Tiny Docker Images for Scala Native with Multi-Stage Builds

I've been really excited by the rapid progress of Scala Native since its initial release just a few months ago. As a systems-oriented Scala hacker, I'm eager to use my favorite language for small, standalone tools, without some of the downsides of the JVM.

In this post, I'll explain how to build tiny Docker images with Scala Native--in the example repo here, we can reduce the size of a running image from 680MB down to 16MB. To do this, we'll use Alpine Linux, multi-stage Docker builds, and some "fun" Linux binary and symbol-table hacking.

I'd also like to take this opportunity to thank my colleague Justin Nauman for pointing me toward the multi-stage build technique, and Alex Ellis for his excellent blog post on the topic.

Native Binaries and Dynamic Linking

A Scala Native build is relatively complex, and has several stages:

.scala source code is compiled into .nir (Native Intermediate Representation) files
.nir files are compiled into .ll (LLVM) files
.ll files are compiled in .o (Native Binary) files
.o files are linked into a final executable

However, this process isn't necessarily enough to create a true self-contained binary, because of dynamic linking.

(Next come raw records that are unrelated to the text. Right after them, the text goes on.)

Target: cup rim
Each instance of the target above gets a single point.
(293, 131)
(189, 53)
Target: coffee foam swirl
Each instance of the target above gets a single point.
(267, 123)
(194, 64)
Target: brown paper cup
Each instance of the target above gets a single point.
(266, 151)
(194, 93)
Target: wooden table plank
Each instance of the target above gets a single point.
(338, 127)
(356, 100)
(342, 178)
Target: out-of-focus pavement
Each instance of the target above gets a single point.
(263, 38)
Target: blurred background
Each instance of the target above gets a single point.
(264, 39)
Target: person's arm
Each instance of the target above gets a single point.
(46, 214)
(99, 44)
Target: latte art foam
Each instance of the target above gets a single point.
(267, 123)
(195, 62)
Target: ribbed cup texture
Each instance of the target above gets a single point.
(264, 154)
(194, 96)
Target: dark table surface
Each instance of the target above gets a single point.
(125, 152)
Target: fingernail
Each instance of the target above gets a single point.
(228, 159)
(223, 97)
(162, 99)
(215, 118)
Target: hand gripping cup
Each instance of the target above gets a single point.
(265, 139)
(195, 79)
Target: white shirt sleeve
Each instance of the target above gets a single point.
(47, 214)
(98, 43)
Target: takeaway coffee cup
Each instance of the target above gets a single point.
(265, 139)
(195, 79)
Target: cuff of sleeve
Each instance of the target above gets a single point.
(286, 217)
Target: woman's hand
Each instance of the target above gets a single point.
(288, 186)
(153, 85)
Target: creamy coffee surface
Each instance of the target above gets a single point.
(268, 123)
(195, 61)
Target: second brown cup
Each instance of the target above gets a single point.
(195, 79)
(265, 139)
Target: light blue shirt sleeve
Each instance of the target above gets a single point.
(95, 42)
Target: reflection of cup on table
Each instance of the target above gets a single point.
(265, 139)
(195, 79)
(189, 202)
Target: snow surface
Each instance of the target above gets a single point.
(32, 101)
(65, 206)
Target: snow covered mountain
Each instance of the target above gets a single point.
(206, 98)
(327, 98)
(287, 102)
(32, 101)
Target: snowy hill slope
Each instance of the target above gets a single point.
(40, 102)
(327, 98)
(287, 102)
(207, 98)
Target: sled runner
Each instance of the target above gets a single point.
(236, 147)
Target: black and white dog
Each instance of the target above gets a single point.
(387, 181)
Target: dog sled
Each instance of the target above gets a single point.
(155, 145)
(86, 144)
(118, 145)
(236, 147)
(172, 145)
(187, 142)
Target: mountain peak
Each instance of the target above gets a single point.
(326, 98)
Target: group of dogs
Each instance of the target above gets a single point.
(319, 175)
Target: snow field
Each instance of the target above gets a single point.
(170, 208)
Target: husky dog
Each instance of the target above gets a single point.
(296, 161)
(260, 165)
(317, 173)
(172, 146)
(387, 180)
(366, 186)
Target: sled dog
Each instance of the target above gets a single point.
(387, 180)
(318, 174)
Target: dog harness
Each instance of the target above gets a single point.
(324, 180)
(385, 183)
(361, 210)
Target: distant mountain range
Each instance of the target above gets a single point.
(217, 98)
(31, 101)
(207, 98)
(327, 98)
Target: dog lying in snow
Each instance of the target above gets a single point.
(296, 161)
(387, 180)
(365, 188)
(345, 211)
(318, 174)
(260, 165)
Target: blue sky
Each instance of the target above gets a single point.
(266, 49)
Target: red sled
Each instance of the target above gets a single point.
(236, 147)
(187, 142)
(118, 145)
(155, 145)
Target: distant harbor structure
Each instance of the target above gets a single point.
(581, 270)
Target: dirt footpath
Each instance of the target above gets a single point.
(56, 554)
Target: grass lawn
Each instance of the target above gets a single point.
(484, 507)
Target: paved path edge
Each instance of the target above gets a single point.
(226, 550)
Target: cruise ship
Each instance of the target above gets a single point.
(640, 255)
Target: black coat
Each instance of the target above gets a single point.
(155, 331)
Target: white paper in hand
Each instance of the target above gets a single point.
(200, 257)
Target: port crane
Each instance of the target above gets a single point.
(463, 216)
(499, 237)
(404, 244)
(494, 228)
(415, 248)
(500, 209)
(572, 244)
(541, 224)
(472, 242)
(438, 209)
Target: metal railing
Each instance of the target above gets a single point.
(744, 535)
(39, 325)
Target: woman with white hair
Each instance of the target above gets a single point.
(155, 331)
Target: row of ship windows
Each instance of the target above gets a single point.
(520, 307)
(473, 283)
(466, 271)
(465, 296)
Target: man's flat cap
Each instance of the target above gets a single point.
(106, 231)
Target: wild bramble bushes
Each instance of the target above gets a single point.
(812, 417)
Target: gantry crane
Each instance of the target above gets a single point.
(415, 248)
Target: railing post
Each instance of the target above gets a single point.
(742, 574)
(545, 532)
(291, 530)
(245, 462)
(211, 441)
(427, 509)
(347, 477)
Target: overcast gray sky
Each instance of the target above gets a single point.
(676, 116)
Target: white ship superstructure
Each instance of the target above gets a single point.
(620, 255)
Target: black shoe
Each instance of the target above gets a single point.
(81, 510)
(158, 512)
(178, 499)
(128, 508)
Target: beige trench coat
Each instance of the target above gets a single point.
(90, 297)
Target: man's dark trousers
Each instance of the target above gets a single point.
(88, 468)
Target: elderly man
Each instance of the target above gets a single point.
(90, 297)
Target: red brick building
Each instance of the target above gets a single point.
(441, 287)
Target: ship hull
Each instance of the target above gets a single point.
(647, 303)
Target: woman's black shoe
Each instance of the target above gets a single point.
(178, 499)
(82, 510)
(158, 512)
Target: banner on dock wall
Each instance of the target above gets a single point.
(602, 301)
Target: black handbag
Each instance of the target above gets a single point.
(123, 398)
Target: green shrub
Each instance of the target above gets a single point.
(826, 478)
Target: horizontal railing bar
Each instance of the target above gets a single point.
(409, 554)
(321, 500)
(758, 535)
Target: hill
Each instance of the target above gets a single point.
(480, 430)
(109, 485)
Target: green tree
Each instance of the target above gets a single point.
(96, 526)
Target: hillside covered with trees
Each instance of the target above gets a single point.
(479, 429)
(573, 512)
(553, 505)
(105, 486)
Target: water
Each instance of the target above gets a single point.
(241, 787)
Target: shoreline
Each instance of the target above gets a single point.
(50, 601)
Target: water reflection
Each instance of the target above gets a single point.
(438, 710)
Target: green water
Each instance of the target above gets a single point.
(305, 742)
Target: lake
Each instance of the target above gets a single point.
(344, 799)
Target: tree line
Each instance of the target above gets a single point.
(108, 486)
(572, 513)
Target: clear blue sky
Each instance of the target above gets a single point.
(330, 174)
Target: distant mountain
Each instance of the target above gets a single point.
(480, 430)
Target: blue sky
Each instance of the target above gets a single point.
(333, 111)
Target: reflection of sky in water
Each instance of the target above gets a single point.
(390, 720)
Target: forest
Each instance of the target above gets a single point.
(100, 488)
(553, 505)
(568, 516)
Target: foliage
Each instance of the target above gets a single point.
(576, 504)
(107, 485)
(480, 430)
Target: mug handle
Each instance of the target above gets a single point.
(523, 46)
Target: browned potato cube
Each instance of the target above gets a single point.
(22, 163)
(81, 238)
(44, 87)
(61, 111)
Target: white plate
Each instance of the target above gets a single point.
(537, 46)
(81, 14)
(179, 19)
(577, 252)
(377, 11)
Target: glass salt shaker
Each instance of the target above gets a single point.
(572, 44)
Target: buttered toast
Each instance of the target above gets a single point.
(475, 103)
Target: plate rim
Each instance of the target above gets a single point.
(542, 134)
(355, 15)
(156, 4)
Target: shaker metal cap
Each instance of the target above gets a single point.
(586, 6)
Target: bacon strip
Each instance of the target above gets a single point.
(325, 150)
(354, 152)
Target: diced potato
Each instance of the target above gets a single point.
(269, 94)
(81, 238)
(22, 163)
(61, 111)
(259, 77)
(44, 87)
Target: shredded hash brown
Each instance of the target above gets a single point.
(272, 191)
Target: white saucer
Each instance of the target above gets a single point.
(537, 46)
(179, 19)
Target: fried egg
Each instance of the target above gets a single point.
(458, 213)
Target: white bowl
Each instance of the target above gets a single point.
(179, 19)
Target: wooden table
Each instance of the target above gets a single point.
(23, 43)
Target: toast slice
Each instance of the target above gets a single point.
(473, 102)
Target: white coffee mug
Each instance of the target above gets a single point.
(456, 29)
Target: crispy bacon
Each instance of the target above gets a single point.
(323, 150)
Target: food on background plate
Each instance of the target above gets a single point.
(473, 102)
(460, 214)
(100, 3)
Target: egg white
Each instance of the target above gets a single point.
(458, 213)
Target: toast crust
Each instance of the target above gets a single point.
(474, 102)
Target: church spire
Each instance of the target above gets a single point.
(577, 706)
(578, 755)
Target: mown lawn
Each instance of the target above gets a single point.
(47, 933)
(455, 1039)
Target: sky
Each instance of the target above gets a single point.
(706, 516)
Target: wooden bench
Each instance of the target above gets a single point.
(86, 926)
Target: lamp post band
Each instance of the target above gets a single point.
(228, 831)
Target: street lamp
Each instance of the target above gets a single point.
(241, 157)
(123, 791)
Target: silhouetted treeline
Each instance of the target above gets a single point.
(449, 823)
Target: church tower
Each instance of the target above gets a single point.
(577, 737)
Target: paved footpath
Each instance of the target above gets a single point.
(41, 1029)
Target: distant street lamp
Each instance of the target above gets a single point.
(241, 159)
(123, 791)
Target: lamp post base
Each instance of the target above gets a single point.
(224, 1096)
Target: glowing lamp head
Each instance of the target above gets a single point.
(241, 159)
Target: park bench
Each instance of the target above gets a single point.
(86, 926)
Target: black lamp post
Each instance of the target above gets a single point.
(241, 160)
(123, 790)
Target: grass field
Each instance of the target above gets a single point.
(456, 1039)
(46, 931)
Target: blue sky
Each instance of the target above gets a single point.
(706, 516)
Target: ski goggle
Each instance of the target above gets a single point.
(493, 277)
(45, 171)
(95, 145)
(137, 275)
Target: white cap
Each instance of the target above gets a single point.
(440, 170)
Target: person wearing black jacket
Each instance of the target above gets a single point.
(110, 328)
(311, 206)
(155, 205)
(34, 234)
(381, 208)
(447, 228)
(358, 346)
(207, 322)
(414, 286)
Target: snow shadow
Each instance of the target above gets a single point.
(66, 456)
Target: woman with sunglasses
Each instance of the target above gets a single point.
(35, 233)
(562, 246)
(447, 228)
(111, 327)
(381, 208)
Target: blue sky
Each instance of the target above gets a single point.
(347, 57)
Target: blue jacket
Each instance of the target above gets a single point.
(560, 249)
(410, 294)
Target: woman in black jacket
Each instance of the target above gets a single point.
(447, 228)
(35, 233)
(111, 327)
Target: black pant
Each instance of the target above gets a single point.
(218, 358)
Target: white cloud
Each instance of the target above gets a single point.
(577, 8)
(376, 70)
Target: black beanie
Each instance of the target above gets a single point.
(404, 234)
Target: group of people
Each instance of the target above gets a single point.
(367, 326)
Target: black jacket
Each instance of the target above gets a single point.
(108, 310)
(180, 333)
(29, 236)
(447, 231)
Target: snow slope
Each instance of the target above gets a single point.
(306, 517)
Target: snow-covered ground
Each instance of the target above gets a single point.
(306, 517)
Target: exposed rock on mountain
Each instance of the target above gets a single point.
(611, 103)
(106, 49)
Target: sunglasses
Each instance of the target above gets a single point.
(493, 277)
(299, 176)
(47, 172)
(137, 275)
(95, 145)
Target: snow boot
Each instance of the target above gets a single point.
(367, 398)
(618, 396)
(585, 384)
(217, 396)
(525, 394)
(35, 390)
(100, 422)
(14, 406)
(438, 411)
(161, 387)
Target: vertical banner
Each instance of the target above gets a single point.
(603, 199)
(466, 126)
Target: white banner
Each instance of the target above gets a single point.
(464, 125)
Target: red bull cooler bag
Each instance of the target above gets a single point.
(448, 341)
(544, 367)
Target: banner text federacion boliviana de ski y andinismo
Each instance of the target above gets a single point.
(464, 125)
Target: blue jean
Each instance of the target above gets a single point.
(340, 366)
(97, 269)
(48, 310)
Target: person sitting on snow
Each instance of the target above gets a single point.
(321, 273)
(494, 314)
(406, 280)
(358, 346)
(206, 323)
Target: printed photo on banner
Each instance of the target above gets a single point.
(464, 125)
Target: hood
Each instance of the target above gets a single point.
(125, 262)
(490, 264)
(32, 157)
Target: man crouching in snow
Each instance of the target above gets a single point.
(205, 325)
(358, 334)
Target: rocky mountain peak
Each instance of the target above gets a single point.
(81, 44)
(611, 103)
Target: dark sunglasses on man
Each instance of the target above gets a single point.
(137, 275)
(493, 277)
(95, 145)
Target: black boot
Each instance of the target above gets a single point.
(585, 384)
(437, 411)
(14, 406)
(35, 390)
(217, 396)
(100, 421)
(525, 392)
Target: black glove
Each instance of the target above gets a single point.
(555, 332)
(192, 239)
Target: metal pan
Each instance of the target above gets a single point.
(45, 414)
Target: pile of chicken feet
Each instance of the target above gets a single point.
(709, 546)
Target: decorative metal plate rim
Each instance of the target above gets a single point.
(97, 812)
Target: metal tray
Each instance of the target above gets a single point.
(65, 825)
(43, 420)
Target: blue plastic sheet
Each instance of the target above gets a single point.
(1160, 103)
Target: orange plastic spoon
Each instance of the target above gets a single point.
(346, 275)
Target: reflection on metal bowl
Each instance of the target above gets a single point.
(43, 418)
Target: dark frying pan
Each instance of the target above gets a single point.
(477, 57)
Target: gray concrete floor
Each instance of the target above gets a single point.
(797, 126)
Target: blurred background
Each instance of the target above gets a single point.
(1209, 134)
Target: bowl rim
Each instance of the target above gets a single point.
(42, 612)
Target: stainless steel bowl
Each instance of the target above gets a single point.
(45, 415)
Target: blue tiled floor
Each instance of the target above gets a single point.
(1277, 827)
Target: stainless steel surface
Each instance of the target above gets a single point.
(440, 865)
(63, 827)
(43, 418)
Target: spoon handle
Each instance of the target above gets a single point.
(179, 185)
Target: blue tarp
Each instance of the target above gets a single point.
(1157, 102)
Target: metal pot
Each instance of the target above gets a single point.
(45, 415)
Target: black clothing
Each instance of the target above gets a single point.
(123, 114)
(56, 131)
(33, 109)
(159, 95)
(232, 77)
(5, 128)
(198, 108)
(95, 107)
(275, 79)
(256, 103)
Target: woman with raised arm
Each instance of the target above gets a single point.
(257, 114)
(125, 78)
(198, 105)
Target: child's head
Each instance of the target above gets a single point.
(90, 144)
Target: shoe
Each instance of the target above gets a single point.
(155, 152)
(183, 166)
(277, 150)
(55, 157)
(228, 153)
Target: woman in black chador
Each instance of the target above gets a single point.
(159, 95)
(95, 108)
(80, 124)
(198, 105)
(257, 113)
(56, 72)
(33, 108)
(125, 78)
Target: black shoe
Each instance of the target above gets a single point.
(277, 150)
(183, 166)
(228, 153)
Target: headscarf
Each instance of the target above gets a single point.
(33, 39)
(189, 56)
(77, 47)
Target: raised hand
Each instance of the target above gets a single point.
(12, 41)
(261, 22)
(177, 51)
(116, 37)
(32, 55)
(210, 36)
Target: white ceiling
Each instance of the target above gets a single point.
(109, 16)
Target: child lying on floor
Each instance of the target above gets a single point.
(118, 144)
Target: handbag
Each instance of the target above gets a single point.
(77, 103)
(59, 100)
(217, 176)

Essentially, the linker marks the output binary executable file with references to shared library files that must be present on the system for the program to execute -- typically, these libraries have extensions like .dylib, .so, and the notorious .dll. Then, at run time, the dynamic program loader will load the executable and link in the shared libraries. Unsurprisingly, this can be quite error-prone.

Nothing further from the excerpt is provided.